Improving on Ramanujan's and some other estimates, :cite:`Chen16` obtained the following result.
.. admonition:: Theorem (2016)
:class: thm-tme-emt
For :math:`x \geq 2`, we have
:math:`\displaystyle 1 - \frac{2117}{5080320x^7}\leq \ \frac{\Gamma(x+1)}{\sqrt{2\pi x}\left(\frac{x}{e}\right)^x \left( 1 + \frac{1}{12x^3+\frac{24}{7}x - \frac{1}{2}} \right)^{x^2+\frac{53}{210}}} \ \leq \ 1 - \frac{2117}{5080320x^7} + \frac{1892069}{2347107840 x^9}`.
Meanwhile, :cite:`Batir08` presented some estimates for :math:`\Gamma(x)` of certain shapes with optimal constants.
.. admonition:: Theorem (2008)
:class: thm-tme-emt
For :math:`x > 0`, :math:`a = \sqrt{2e} = 2.33164`, and :math:`b = \sqrt{2\pi} = 2.50662...` we have
:math:`\displaystyle a\left( \frac{x+1/2}{e}\right)^{x+1/2} \leq \Gamma(x+1) < b\left( \frac{x+1/2}{e}\right)^{x+1/2}`.
The constants :math:`a` and :math:`b` are the best possible.
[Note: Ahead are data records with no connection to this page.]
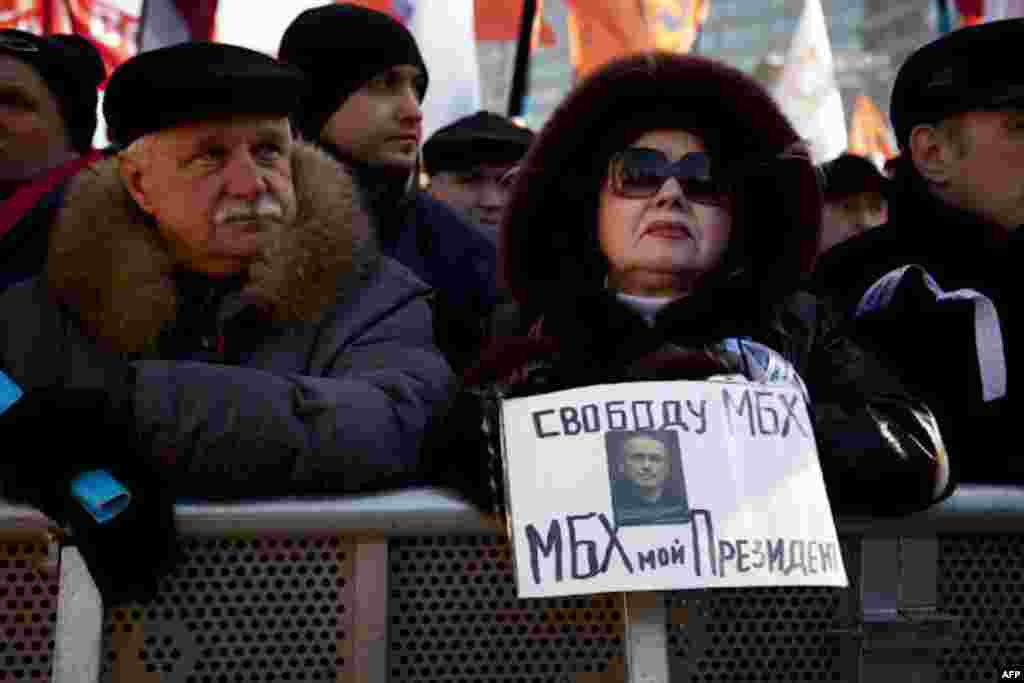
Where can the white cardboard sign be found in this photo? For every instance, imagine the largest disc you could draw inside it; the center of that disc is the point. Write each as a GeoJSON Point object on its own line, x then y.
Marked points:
{"type": "Point", "coordinates": [660, 485]}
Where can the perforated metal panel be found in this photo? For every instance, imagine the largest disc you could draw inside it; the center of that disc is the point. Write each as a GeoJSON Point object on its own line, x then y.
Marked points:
{"type": "Point", "coordinates": [455, 619]}
{"type": "Point", "coordinates": [29, 588]}
{"type": "Point", "coordinates": [455, 616]}
{"type": "Point", "coordinates": [267, 609]}
{"type": "Point", "coordinates": [756, 634]}
{"type": "Point", "coordinates": [981, 582]}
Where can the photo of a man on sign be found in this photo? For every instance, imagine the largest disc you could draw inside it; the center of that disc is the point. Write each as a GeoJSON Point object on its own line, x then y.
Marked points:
{"type": "Point", "coordinates": [647, 483]}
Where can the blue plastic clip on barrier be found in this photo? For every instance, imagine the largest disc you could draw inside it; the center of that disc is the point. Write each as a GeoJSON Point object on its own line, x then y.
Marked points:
{"type": "Point", "coordinates": [101, 496]}
{"type": "Point", "coordinates": [9, 392]}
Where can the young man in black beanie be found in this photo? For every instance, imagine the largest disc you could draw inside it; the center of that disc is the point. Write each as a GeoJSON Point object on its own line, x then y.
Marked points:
{"type": "Point", "coordinates": [368, 79]}
{"type": "Point", "coordinates": [47, 120]}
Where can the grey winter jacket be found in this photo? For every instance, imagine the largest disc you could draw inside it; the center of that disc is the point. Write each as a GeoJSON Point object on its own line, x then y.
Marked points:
{"type": "Point", "coordinates": [330, 375]}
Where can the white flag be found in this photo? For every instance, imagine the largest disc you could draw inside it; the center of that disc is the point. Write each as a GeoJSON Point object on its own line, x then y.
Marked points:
{"type": "Point", "coordinates": [1003, 9]}
{"type": "Point", "coordinates": [807, 91]}
{"type": "Point", "coordinates": [443, 31]}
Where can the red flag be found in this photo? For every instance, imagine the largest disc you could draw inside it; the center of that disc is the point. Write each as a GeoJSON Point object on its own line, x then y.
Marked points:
{"type": "Point", "coordinates": [499, 20]}
{"type": "Point", "coordinates": [972, 11]}
{"type": "Point", "coordinates": [170, 22]}
{"type": "Point", "coordinates": [22, 14]}
{"type": "Point", "coordinates": [113, 31]}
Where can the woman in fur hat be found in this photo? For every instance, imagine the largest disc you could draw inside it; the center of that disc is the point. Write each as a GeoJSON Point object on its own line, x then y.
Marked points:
{"type": "Point", "coordinates": [658, 229]}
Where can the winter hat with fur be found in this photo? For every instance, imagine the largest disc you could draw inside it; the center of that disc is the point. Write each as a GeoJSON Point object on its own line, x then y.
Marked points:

.. admonition:: Theorem (2008)
:class: thm-tme-emt
For :math:`x \geq 1`, :math:`a = 1/6`, and :math:`b = \frac{e^2}{2\pi} - 1 = 0.176005...` we have
:math:`\displaystyle x^xe^{-x} \sqrt{2\pi(x+a)} < \Gamma(x+1) < x^xe^{-x} \sqrt{2\pi(x+b)}`.
The constants :math:`a` and :math:`b` are the best possible.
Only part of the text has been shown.